Sepertinya akan lebih baik jika saya tidak bicara panjang lebar tentang diri saya. Khawatirnya valuenya malah akan memudar. Disini saya hanya menyarankan kepada teman-teman yang memutuskan untuk berhenti kuliah atau mutung sama skripsi. Coba ditimbang baik-baik mudorot dan manfaatnya. Di luar sana memang ada orang yang berhasil tanpa ijazah. Mari kita telisik biografinya dengan lebih cermat lagi, segelintir orang-orang ini sukses bukan berarti tidak belajar. Di luar sana mereka belajar jauuuuhhh lebih keras dari standar kita. Dan orang-orang jenis ini adalah orang yang memang sudah terbukti kemampuannya sehingga masyarakat umum sudah bisa diyakinkan tanpa adanya ijazah. Untuk bisa seperti meraka jelas bukan hal yang mudah. Nah kalau kita tidak terlalu percaya diri memiliki kemampuan yang ‘spartan’ seperti orang-orang ini, menurut saya ijazah dapat dijadikan sabuk pengaman kita.
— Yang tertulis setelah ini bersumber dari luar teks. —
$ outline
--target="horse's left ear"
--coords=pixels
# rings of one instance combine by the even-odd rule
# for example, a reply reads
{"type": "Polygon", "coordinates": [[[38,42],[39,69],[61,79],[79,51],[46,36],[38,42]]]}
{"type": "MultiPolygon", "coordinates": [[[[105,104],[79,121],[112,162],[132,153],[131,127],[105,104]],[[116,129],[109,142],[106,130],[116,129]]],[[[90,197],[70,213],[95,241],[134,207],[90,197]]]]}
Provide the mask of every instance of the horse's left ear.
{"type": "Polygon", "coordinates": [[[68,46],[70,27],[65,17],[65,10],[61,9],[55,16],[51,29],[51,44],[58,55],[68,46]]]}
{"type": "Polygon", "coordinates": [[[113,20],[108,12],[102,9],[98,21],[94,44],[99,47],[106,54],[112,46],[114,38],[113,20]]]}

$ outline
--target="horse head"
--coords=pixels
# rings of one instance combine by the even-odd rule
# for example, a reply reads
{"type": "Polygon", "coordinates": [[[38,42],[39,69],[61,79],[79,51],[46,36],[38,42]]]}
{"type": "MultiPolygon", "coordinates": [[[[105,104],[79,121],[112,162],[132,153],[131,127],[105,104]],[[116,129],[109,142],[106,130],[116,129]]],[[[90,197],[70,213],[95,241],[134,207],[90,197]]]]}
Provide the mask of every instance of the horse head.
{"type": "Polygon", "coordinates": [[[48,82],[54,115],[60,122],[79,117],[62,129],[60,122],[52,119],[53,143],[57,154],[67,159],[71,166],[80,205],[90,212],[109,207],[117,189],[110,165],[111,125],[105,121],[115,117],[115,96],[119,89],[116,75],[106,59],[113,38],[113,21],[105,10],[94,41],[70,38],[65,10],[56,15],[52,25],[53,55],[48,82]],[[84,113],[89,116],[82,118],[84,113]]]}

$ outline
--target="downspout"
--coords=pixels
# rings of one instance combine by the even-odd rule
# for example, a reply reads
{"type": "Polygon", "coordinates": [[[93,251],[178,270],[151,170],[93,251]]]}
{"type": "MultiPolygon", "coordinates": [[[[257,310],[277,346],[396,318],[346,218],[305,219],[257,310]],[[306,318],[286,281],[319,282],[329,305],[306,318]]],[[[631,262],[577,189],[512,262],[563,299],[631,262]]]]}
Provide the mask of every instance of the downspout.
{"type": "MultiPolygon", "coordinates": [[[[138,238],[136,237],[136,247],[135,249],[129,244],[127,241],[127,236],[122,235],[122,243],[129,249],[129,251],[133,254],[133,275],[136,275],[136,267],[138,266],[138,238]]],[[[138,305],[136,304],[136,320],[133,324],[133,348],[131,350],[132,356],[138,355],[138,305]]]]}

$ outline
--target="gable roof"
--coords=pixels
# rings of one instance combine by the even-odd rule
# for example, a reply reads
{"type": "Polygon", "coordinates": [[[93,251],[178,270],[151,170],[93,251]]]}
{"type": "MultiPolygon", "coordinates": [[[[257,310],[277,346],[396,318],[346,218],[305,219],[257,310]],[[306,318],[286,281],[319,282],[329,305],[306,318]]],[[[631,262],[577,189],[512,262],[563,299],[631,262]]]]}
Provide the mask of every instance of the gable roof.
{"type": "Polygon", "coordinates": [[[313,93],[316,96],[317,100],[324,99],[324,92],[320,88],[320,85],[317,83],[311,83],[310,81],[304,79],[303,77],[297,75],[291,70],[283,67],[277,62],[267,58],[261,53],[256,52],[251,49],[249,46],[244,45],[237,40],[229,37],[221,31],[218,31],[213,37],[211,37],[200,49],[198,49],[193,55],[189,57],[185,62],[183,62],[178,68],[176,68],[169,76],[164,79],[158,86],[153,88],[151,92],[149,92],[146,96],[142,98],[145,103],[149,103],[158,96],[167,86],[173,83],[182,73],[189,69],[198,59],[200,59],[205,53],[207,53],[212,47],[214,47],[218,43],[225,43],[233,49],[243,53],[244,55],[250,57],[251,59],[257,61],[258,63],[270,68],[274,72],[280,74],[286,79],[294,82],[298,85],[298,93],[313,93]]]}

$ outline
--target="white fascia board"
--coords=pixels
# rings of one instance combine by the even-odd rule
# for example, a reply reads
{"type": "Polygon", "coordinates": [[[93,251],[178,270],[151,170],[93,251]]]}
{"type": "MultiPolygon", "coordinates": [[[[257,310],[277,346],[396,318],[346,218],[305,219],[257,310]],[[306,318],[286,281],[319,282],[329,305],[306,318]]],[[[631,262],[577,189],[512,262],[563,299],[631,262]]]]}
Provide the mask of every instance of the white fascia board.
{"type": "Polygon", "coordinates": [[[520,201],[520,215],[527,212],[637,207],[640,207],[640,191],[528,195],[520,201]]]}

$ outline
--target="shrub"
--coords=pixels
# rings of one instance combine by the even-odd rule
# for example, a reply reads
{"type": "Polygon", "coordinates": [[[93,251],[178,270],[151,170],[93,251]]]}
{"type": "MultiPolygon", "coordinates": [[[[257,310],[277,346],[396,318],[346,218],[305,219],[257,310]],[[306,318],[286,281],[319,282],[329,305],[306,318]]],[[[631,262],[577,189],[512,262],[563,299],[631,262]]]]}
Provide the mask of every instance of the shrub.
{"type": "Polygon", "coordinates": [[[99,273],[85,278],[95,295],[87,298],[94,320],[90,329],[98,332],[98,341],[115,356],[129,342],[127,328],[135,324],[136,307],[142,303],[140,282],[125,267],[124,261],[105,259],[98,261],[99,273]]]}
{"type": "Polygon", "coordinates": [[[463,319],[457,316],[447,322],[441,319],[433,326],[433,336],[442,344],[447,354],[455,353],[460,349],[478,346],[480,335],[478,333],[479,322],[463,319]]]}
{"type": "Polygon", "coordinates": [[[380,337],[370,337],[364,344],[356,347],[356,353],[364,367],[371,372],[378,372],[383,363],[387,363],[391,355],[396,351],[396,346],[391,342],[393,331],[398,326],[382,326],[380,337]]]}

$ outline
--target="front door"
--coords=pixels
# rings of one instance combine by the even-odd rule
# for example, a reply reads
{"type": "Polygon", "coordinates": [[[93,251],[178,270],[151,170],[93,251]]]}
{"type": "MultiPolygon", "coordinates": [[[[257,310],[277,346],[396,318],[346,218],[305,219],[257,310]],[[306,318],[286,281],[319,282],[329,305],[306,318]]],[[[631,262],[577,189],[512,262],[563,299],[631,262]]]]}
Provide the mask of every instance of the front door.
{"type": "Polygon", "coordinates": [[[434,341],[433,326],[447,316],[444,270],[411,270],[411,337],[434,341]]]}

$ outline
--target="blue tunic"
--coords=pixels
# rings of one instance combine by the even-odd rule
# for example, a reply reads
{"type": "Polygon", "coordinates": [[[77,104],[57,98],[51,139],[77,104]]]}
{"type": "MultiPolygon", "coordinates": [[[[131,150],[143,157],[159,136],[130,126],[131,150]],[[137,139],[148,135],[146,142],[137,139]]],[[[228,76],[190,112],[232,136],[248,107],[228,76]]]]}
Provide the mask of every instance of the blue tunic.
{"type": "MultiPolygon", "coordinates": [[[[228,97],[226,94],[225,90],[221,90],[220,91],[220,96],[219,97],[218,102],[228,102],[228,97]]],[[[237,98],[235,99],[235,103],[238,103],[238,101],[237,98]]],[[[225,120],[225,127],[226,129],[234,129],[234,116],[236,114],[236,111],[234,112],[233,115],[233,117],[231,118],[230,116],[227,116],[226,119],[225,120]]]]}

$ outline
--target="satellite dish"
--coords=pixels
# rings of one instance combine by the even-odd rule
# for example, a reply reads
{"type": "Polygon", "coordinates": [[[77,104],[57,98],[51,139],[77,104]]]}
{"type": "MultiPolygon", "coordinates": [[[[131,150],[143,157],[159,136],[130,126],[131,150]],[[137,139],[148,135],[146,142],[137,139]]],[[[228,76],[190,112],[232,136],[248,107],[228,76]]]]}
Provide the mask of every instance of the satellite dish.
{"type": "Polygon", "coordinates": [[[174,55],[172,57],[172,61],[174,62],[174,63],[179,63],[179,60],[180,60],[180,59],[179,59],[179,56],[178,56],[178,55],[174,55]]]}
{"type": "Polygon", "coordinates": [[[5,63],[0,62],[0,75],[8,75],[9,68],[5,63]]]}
Permasalahan kedua adalah pikirkan juga tentang keluarga. Dahulu saya berpikir, saya berjanji akan belajar lebih keras di luar bangku sekolah untuk meluruskan paradigma keluarga saya. Bahwa kita harus bisa menerima anak yang memang tidak bisa belajar di bangku sekolah. Tidak masalah bukan, selama ia bisa berhasil dan bisa memberi kemanfaatan bagi banyak orang? Saat itu saya benar-benar menggebu untuk mewujudkan misi tersebut. Mungkin semenggebu Patih Gadjah Mada yang akan terus berpuasa selama belum bisa menyatukan nusantara.Tapi sekarang saya sadar, saya harus menyelaraskan impian dengan realita yang ada.
Saya mulai tersadar ketika ada teman yang ayahnya meninggal tiga hari menjelang dia wisuda. Katanya nyeseknya bukan main. Walaupun saya juga tahu ayahnya dialam barzah sana sama sekali tidak memerlukan ijazahnya. Yang disesalkan adalah ketika dia tidak bisa berbakti pada ayahnya ketika di dunia, dengan meloloskan keinginan yang sangat sederhana, sekedar melihat dia lulus. Ada juga kasus lain, teman saya yang hubungannya mulai tidak harmonis dengan ibunya karena tidak lekas lulus. Sejujurnya, saya juga merasakan perbedaan sikap ibu saya sekarang. Sebelumnya saya tidak pernah mendengar satu kalimat jelek tentang diri saya keluar dari mulut ibu. Kata-kata yang saya dengarkan misalnya, “Ingatanmu kuat, kamu pasti bisa, Kamu hebat, dsb” Dan beberapa hari yang lalu saya cukup kaget ketika ibu saya mulai bilang,“Kamu kan biasanya pintar, ga tahu aja kenapa sekarang kok ga lulus-lulus” Dan baru kemarin ibu saya bilang, “kamu itu telah lalai makanya cepet dikebut biar lulus”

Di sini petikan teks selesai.